The ICC and Africa: a blurred relationship?

MARKO SVICEVIC

On 26 October 2016, Gambia became the third African country to announce its intention to leave the International Criminal Court (ICC). The decision came shortly after both Burundi and South Africa expressed similar intentions, claiming as several other African countries have, that the ICC is biased and used as a tool against African nations and their leaders. On 22 February, a full bench of the North Gauteng High Court found South Africa’s decision to withdraw, invalid and unconstitutional. It ordered the Minister of International Relations and Cooperation, the Minister of Justice and Correctional Services, and the President, to revoke the notice of withdrawal sent to the UN Secretary-General.

While the decision of some African countries to withdraw from the ICC has been criticised, in an article in The Guardian titled “African revolt threatens international court’s legitimacy”, Simon Allison expressed the concern that the ICC may lose credibility if states continue to leave the court.

In the New York Review of Books, Kenneth Roth assesses the ICC’s focus on Africa. Roth questions whether the court’s focus on Africa was taking advantage of its “weak global position” or alternatively, “as a sign that finally someone is concerned about the countless ignored African victims”.

The ICC was established in 1998 as an international tribunal to prosecute crimes of genocide, crimes of aggression, crimes against humanity, and war crimes. Only states that have signed the agreement are bound to it.

According to the ICC website, there are currently 10 situations under investigation by the ICC. Nine of these situations are found in Africa with the tenth being in Georgia. However, there are 10 further preliminary investigations, only four of which are based in Africa. These are Burundi, Gabon, Guinea, and Nigeria. Furthermore, there have been 39 indictees to date, all of whom are from African countries. Due to this, the ICC has faced harsh criticism, especially from African heads of state. Former Gambian President, Yahya Jammeh, was quoted on Gambian state television saying that the ICC was “an International Caucasian Court for the persecution and humiliation of people of colour, especially Africans.”

Furthermore, the ICC is currently prosecuting cases in eight African countries. However, out of the eight cases, five were referred to the ICC by the states concerned with the matter. These states are the Central African Republic, the Democratic Republic of Congo, the Ivory Coast, Mali, and Uganda. The situations being prosecuted by the ICC in Libya and Sudan were referred to the ICC through the United Nations Security Council (UNSC). In the case of Sudan, 11 votes favoured referring the case to the ICC, with no votes against the decision.
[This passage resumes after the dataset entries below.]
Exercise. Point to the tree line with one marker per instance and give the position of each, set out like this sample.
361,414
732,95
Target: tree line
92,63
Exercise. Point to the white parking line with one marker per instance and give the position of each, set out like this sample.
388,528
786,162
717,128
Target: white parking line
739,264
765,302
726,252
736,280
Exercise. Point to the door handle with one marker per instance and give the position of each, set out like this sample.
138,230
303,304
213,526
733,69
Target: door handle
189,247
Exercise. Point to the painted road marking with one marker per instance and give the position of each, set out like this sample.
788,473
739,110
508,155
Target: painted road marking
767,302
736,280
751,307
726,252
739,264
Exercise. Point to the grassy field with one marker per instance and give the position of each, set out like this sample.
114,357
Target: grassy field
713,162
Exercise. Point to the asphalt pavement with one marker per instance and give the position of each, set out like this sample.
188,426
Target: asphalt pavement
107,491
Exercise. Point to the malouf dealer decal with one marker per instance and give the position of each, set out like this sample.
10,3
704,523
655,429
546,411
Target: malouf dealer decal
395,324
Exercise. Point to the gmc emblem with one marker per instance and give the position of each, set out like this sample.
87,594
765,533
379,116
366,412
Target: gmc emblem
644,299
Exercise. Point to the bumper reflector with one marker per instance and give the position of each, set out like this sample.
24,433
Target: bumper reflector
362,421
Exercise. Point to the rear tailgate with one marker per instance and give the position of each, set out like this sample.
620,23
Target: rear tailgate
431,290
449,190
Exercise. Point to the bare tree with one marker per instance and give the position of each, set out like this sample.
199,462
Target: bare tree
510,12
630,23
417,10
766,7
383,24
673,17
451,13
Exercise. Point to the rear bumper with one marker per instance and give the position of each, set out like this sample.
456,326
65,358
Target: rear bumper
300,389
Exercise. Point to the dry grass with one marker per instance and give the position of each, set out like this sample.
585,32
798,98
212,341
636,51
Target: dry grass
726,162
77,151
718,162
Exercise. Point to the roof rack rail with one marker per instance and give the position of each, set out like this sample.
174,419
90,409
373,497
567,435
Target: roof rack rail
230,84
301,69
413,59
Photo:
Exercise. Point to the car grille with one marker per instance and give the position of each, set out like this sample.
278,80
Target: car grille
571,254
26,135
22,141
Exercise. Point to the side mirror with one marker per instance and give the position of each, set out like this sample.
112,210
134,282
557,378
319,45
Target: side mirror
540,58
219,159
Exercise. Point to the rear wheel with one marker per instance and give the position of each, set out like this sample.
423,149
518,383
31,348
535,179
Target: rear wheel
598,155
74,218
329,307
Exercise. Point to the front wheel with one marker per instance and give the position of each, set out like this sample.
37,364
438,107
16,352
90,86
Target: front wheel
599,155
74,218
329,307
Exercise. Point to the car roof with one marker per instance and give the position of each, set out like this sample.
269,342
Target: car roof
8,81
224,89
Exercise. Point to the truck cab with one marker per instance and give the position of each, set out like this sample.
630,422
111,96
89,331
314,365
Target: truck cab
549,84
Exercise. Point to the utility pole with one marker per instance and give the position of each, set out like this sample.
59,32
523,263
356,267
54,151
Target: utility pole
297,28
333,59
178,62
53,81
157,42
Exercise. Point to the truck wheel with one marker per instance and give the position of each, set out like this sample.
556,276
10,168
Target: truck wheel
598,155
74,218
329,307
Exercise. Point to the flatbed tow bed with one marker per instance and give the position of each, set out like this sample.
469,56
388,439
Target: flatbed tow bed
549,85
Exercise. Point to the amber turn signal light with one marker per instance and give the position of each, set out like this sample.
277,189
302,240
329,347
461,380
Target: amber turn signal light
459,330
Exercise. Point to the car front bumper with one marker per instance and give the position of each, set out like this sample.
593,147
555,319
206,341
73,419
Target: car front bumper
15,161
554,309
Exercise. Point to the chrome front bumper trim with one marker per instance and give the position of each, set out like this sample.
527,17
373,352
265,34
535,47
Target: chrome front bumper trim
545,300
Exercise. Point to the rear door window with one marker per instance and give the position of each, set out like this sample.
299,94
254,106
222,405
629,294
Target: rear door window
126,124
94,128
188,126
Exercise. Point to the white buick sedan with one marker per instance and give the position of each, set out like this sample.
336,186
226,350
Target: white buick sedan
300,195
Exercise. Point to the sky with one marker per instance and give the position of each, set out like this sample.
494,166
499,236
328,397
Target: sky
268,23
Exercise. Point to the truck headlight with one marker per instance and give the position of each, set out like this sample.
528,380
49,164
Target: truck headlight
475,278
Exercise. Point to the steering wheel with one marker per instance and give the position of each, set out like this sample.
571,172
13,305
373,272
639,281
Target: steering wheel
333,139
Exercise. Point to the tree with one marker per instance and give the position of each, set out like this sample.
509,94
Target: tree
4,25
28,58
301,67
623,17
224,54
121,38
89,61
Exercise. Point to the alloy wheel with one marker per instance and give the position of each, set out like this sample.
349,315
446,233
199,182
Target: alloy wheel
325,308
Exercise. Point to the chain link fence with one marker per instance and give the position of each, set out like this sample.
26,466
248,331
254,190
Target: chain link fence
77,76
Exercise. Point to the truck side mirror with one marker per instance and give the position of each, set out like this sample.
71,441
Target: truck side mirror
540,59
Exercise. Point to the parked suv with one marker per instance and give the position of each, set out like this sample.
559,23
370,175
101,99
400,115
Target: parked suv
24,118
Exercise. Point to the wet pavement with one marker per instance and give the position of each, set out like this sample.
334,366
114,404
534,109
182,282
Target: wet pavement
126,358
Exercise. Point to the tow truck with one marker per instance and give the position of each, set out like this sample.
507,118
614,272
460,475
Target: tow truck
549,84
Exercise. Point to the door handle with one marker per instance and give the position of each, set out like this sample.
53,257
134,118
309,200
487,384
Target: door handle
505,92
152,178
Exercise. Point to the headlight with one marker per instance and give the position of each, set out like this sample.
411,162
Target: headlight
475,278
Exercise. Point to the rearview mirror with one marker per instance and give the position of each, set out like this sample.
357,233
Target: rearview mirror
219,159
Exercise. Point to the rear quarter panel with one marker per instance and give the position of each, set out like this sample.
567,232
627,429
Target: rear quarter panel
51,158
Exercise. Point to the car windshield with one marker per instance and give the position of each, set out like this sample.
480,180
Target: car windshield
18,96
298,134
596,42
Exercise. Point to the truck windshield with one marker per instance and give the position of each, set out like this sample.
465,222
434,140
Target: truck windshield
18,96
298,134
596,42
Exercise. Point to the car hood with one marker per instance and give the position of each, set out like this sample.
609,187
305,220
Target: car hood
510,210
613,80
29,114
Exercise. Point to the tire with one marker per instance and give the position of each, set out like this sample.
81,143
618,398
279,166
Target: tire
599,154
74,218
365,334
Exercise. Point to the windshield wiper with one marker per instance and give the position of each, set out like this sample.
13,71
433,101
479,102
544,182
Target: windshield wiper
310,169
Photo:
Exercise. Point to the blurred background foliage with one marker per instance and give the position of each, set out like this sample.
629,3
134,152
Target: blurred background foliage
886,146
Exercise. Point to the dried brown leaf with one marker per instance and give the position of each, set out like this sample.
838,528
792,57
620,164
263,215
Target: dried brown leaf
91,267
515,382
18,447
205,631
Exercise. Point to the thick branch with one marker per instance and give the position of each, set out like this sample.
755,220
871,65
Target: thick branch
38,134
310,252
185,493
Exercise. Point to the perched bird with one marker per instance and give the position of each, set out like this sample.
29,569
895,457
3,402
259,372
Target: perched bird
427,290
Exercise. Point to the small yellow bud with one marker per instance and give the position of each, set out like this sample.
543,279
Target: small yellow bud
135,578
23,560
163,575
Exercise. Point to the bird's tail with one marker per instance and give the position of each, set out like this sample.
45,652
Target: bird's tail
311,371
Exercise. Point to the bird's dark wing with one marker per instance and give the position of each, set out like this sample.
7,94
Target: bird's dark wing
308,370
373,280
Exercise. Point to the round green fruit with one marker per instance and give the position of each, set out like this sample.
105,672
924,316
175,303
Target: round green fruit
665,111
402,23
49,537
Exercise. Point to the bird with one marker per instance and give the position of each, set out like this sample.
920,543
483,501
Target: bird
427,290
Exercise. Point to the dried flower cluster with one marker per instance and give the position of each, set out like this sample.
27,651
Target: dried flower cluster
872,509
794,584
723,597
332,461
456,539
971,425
The situation in Libya, which arose from the Libyan crisis in 2011, saw the UNSC also refer the matter to the ICC through a UNSC resolution.

According to an article on the Human Rights Watch website, titled “Burundi: ICC withdrawal major loss to victims”, Africa Director for Human Rights Watch, Daniel Bekele, criticised the move by African countries to withdraw, pointing out in the case of Burundi that “[it] had failed to hold people responsible for brutal crimes to account and [had] sunk to a new low by attempting to deny victims justice before the ICC.” Bekele added that African countries should distance themselves from ICC withdrawal, reiterating that the ICC “remains the only path to justice for many victims of the gravest crimes when national courts are unable or unwilling to try these cases.”

On 7 March, South Africa issued a notice formally revoking its withdrawal from the ICC, following the Gauteng High Court’s February judgement. This was confirmed by UN Secretary-General Antonio Guterres in a statement titled “South Africa: withdrawal of notification of withdrawal” published on the UN treaties website on the same day: “I wish to inform you that the Gauteng High Court of the Republic of South Africa has on 22 February 2017 issued a judgement [...] and found that the approval of the Parliament of South Africa had to be obtained,” adding that “the abovementioned depositing of the Instrument of Withdrawal was found to be unconstitutional and invalid.” He continued, “In order to adhere to the said judgement, I hearby revoke the Instrument of Withdrawal from the Rome Statute of the International Criminal Court with immediate effect.” According to an article on TimesLive dated 8 March citing Reuters news agency, it said that the South African government had been requested to appear before the ICC at The Hague on 7 April, following its failure to detain Sudanese President Omar Al-Bashir.